Director Erle C. Kenton (of the marvelous Island of Lost Souls) sticks to a bland point-and-shoot method, although he makes some oddball cinematographic choices once in a while. Some of them work (check out the great height perspective shots with the monster and the little girl) and some don't (Atwill converses from behind a donut-shaped antenna thing that frames his head). I can't help but wonder if the few truly bold moves were inspired by Citizen Kane, which had seen release the previous year.

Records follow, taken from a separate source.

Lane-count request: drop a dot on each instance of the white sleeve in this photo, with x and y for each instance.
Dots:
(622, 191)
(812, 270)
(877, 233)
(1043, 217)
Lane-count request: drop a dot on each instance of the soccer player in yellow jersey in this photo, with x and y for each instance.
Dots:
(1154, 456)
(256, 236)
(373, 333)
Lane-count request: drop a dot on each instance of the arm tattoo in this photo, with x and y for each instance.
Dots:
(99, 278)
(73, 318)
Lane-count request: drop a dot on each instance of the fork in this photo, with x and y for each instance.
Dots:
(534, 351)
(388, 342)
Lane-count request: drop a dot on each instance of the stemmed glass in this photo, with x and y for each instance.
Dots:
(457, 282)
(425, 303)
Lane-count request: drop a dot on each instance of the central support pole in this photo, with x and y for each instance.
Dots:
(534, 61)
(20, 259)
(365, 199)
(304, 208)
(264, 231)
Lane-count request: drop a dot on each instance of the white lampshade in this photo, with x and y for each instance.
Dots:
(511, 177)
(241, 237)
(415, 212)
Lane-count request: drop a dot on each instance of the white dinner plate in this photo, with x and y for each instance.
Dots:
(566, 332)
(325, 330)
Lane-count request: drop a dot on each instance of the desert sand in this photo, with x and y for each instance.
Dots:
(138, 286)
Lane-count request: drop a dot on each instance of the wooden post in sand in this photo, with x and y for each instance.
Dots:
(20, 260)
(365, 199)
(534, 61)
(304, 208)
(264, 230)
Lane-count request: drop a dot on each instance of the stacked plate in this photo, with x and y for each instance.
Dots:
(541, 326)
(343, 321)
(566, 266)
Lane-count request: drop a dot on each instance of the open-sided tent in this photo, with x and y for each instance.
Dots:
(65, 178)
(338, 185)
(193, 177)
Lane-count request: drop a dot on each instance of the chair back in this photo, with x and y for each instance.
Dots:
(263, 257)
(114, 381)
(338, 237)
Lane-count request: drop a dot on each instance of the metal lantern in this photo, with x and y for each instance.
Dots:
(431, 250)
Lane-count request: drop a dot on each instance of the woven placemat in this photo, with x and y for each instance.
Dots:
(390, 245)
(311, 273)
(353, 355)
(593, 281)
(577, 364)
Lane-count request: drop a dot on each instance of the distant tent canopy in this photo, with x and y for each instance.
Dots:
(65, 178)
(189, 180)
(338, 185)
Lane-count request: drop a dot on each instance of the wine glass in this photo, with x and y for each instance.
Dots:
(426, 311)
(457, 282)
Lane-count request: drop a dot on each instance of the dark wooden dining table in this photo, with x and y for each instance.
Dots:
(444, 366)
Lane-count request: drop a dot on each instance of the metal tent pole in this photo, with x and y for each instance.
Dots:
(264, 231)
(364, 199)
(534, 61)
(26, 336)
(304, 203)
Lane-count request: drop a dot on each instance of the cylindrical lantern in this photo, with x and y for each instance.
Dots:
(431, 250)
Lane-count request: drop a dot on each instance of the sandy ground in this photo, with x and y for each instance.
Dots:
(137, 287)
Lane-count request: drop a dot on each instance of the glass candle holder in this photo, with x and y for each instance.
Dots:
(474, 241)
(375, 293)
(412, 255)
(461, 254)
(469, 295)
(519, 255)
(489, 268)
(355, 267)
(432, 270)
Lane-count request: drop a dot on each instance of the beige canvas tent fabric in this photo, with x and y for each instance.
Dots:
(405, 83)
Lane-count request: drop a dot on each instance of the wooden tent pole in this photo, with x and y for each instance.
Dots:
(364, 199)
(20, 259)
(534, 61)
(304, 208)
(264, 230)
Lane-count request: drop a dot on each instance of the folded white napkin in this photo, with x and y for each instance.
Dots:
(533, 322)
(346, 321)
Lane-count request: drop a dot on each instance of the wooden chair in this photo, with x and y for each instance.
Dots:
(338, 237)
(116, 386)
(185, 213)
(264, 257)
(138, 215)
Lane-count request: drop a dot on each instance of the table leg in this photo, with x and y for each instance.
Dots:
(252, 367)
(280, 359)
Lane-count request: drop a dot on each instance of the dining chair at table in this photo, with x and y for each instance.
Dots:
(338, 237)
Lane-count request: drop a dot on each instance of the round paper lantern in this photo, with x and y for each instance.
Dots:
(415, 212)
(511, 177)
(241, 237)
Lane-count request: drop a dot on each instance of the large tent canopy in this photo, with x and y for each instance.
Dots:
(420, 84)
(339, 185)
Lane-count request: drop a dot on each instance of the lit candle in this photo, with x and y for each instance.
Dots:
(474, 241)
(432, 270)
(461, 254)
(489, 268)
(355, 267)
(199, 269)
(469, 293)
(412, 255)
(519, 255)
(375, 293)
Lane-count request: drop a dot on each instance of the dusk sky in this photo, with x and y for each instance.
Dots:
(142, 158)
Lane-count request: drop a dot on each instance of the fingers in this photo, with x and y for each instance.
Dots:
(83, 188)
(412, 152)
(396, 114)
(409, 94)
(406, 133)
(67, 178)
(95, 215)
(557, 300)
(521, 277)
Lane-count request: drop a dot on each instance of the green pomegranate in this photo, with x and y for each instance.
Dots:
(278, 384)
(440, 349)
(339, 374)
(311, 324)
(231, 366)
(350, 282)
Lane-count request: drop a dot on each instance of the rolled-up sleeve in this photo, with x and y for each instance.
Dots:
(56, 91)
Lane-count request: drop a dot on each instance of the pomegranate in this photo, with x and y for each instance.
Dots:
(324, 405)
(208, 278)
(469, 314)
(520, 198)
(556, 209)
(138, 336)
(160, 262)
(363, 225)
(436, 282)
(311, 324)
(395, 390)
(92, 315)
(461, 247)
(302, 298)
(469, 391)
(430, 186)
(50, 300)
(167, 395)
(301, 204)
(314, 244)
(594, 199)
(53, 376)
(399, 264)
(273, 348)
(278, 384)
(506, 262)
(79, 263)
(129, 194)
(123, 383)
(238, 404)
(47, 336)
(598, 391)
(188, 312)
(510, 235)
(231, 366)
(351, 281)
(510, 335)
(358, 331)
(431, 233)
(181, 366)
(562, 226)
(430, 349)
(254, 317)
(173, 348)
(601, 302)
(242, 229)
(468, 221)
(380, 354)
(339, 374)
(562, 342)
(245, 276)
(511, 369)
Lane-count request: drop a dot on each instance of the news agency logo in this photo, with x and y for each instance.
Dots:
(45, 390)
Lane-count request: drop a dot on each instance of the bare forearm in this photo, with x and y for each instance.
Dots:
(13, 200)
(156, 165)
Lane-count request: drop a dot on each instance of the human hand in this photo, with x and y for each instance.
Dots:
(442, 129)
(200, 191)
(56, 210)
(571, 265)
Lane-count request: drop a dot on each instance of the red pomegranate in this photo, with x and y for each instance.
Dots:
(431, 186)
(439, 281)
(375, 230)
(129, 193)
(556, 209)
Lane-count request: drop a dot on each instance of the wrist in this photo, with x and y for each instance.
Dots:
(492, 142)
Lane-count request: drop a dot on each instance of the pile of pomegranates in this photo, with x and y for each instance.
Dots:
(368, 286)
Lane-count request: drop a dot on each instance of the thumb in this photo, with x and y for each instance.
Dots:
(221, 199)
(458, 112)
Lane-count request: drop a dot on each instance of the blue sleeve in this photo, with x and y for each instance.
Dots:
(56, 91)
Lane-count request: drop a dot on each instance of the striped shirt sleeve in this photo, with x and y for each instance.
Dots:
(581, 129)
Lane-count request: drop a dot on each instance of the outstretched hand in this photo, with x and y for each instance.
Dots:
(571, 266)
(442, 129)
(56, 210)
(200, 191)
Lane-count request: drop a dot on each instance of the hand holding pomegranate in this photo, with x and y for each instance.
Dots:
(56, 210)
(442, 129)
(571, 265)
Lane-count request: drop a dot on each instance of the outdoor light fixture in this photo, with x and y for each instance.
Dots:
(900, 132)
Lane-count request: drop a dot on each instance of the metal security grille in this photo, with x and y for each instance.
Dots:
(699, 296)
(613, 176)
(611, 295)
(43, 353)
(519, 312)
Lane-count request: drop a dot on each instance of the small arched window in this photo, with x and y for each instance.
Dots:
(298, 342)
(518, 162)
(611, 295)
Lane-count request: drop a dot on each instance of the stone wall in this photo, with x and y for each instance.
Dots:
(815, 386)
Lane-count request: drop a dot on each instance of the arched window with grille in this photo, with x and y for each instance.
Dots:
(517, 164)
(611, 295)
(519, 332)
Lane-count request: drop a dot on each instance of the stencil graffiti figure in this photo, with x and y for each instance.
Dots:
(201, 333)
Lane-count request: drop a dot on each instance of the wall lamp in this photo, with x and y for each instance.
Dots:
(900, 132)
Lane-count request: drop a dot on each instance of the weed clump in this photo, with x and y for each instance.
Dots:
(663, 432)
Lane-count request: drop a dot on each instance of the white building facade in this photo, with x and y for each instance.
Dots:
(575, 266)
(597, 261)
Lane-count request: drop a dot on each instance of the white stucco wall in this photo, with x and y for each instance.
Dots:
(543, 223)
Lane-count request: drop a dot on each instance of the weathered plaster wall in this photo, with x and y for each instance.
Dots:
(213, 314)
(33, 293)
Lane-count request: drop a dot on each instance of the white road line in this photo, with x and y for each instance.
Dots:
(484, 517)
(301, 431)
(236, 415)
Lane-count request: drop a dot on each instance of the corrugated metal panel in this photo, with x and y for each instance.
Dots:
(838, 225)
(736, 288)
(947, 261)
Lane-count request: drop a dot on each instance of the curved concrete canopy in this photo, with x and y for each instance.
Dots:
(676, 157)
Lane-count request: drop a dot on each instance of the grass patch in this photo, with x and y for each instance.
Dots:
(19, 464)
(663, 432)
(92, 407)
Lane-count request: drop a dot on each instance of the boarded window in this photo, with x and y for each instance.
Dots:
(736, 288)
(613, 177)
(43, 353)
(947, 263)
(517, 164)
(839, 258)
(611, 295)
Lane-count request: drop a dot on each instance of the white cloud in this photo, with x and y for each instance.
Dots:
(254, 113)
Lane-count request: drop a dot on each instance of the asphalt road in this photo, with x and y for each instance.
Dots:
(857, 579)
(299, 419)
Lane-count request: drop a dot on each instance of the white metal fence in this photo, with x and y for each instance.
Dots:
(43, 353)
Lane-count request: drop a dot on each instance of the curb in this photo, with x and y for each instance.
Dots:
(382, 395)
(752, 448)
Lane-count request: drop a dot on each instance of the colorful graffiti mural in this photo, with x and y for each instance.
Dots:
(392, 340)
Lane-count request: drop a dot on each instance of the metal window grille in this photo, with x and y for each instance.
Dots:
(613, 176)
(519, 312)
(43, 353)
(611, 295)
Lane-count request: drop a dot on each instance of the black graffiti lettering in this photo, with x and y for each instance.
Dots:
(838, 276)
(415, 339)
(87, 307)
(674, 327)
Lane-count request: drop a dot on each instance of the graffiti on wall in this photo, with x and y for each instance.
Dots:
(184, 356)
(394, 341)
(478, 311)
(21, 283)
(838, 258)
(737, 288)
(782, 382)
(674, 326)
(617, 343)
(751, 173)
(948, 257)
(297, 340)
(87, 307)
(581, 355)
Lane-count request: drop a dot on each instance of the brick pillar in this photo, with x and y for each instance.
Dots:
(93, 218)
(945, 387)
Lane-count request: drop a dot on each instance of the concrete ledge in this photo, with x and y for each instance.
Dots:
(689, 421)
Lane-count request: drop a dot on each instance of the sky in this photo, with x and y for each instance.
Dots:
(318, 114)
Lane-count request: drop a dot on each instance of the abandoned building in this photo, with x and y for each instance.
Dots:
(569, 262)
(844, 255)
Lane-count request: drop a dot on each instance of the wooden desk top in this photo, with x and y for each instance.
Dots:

All is not lost, however. There's just enough new elements here, such as the village of Vasaria and the concept of brain transplants, to keep the diehard Universal fan happy. Also, there's plenty of electrical doodads and whirligigs about, spinning and sparking the way they always should.
Sadly, though, Ghost of Frankenstein is merely a drab programmer that is, for the most part, an amalgamation of the previous entries' concepts, though it carries none of the the intelligence of those films. The best thing that can be said for Ghost is that it is the shortest of the Frankenstein movies at only 68 minutes. For Frankenstein fans, this is the perfect amount of time to waste on a movie like this. If you're not so inclined, however, it really isn't worth the effort.
Stuntman Eddie Parker is occasionally visible standing in for Chaney as the Monster.